Cinnamon Brown Sugar Filling
  1. Combine all ingredients together in a small bowl and mix until well combined. Set aside.
Assembly
  1. Remove the first scored rectangle from the freezer, keeping it on your parchment-lined baking sheet. Brush dough with egg wash (made up of 1 egg, whisked).
  2. Place a heaping tablespoon of filling onto the centre of each scored rectangle, leaving a 1/4-inch border around each edge. Do not over-fill.
  3. Remove the second scored rectangle from the freezer and gently lay it on top of the first rectangle, lining up the scored edges. Using fingers, gently press around each pocket of filling.
  4. Once complete, use a sharp knife to cut along the score lines, creating 9 individual Pop Tarts. Use the tines of a fork to crimp edges and seal in the filling.
  5. Poke holes in top of each toaster tart and place on parchment-lined baking sheet. Freeze for 20 minutes while you preheat your oven to 350 degrees F.
  6. Once chilled, brush the top of each Pop Tart with remaining egg wash.
  7. Bake on middle rack until lightly golden, approximately 30 minutes (rotating the sheet halfway through baking).
  8. Cool on pan for 10 minutes then transfer to wire rack to cool completely.
  9. While Pop Tarts are baking, prepare glazes.

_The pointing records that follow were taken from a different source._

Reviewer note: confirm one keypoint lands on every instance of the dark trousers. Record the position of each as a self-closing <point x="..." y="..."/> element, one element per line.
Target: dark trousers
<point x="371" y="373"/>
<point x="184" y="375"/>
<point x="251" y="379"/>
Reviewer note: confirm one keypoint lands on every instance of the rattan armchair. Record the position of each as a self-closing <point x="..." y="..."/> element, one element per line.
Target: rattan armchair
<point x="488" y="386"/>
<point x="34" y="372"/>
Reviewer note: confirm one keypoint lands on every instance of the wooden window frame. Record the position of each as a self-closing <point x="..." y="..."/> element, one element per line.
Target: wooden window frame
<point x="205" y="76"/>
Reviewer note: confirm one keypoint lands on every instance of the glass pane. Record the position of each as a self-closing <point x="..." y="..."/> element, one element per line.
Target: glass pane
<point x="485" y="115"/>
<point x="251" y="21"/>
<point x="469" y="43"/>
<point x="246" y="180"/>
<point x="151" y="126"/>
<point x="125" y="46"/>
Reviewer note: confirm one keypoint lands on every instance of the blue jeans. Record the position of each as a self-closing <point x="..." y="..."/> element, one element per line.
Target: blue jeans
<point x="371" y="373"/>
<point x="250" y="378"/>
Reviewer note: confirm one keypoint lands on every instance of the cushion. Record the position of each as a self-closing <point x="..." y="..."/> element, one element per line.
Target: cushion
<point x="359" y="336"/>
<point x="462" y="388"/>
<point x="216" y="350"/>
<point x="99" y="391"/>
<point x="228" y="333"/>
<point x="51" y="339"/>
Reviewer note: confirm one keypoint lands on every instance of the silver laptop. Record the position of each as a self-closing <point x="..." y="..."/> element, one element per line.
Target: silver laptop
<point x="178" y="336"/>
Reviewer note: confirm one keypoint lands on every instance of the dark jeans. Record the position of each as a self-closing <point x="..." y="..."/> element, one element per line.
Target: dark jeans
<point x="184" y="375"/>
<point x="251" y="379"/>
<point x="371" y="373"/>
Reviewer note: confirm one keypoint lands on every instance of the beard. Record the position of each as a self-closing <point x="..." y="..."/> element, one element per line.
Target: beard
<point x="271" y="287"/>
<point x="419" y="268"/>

Cinnamon Glaze and Strawberry Glaze
  1. For both glazes, combine all ingredients together in a medium bowl and whisk until smooth. If glaze is too thick, add more milk, 1 teaspoon at a time. The goal is a thick but spreadable glaze.
  2. Once Pop Tarts have cooled, use the back of a spoon to spread glaze onto top of Pop Tarts. The glaze will harden within a couple of hours.
Storage
  1. Store Cinnamon Brown Sugar Pop Tarts in an airtight container at room temperature for 3 days or in the refrigerator for up to a week.
  2. Store Strawberry Pop Tarts in the refrigerator for up to a week.
  3. To reheat, place in 250 degree F oven for 10 minutes, or reheat in toaster using “bagel” function, with heat source on un-glazed portion of the toaster tart.

Notes

NOTE: *Fraisage is a French technique used to blend pastry dough after all the ingredients have been combined. It’s the key to flaky, crumbly pastry. Form a pile with the dough/mixture from the food processor and, using the heel of one hand, smear the dough (about 2 to 3 tablespoons-worth at a time) away from you against the surface of the countertop. Continue until all the “dough” from the pile has been blended together.